Re: [COMMITTERS] pgsql: Replication lag tracking for walsenders

From: Tom Lane <tgl(at)sss(dot)pgh(dot)pa(dot)us>
To: Thomas Munro <thomas(dot)munro(at)enterprisedb(dot)com>
Cc: Simon Riggs <simon(at)2ndquadrant(dot)com>, Alvaro Herrera <alvherre(at)2ndquadrant(dot)com>, Pg Hackers <pgsql-hackers(at)postgresql(dot)org>
Subject: Re: [COMMITTERS] pgsql: Replication lag tracking for walsenders
Date: 2017-04-22 18:40:28
Message-ID: 21432.1492886428@sss.pgh.pa.us
Views: Raw Message | Whole Thread | Download mbox | Resend email
Thread:
Lists: pgsql-committers pgsql-hackers

I wrote:
> Whoa. This just turned into a much larger can of worms than I expected.
> How can it be that processes are getting assertion crashes and yet the
> test framework reports success anyway? That's impossibly
> broken/unacceptable.

I poked into this on my laptop, where I'm able to reproduce both assertion
failures. The reason the one in subtrans.c is not being detected by the
test framework is that it happens late in the run and the test doesn't
do anything more with that server than shut it down. "pg_ctl stop"
actually notices there's a problem; for instance, the log on tern for
this step shows

### Stopping node "master" using mode immediate
# Running: pg_ctl -D /home/nm/farm/gcc32/HEAD/pgsql.build/src/test/recovery/tmp_check/data_master_xHGA/pgdata -m immediate stop
pg_ctl: PID file "/home/nm/farm/gcc32/HEAD/pgsql.build/src/test/recovery/tmp_check/data_master_xHGA/pgdata/postmaster.pid" does not exist
Is server running?
# No postmaster PID

However, PostgresNode::stop blithely ignores the failure exit from
pg_ctl. I think it should use system_or_bail() not just system_log(),
so that we'll notice if the server is not running when we expect it
to be. It's conceivable that there should also be a "stop_if_running"
method that allows the case where the server is not running, but so
far as I can find, no existing TAP test needs such a behavior --- and
it certainly shouldn't be the default.

The walsender.c crash is harder to detect because the postmaster very
nicely recovers and restarts its children. That's great for robustness,
but it sucks for testing. I think that we ought to disable that in
TAP tests, which we can do by having PostgresNode::init include
"restart_after_crash = off" in the postgresql.conf modifications it
applies.
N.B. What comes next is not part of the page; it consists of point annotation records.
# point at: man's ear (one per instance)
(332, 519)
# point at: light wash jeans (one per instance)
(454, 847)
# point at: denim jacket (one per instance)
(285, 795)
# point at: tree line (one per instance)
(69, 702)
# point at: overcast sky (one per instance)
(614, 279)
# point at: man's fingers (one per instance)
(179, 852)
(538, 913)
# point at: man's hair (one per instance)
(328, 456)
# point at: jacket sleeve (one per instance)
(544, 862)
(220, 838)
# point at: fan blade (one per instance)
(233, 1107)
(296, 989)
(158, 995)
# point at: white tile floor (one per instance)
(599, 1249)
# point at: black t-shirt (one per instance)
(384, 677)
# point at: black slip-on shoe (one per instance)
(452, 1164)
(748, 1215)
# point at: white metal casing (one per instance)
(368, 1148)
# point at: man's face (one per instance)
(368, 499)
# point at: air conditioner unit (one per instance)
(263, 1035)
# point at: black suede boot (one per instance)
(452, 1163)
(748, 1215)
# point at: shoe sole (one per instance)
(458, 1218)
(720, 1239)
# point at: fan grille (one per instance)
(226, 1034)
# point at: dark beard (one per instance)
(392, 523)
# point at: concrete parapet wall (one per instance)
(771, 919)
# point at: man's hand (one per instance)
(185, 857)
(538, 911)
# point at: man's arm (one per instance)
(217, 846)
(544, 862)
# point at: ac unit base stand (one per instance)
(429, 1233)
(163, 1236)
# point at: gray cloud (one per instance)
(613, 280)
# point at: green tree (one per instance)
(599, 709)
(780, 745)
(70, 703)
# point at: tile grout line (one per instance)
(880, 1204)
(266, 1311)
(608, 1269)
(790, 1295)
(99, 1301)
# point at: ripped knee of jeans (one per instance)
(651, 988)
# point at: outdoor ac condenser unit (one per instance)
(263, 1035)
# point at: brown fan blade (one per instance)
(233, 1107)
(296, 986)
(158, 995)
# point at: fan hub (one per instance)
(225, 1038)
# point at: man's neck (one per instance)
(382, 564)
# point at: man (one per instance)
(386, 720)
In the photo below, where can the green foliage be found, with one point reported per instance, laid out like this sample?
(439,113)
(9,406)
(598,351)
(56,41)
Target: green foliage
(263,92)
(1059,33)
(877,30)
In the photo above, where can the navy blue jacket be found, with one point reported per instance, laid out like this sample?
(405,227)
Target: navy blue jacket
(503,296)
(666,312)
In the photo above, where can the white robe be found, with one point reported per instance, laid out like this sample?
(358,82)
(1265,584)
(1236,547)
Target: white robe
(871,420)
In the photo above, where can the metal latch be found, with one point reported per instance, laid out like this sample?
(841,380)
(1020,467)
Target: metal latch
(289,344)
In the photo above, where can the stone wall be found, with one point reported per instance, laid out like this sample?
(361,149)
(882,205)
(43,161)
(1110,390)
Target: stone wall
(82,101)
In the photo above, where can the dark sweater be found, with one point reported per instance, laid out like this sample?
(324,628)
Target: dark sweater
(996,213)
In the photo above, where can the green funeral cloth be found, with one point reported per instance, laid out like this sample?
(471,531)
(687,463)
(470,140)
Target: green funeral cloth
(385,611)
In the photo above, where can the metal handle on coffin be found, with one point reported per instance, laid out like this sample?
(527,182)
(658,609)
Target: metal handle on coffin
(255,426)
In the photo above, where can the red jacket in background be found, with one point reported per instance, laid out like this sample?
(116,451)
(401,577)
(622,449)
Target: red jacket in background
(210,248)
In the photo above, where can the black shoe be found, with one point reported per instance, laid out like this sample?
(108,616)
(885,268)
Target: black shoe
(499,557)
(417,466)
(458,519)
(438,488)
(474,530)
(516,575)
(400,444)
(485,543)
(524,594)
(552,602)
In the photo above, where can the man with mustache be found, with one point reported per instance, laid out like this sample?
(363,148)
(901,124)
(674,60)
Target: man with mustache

Again, it's conceivable that some tests would not want that,
but there is no existing test that seems to need crash recovery on,
and I don't see a good argument for it being default for test purposes.

As best I've been able to tell, the reason why the walsender.c crash
is detected when it's detected is that the TAP script chances to try
to connect while the recovery is happening:

connection error: 'psql: FATAL: the database system is in recovery mode'
while running 'psql -XAtq -d port=57718 host=/tmp/_uP8FKEynq dbname='postgres' -f - -v ON_ERROR_STOP=1' at /home/nm/farm/gcc32/HEAD/pgsql.build/src/test/recovery/../../../src/test/perl/PostgresNode.pm line 1173.

The window for that is not terribly wide, explaining why the detection
is unreliable even when the crash does occur.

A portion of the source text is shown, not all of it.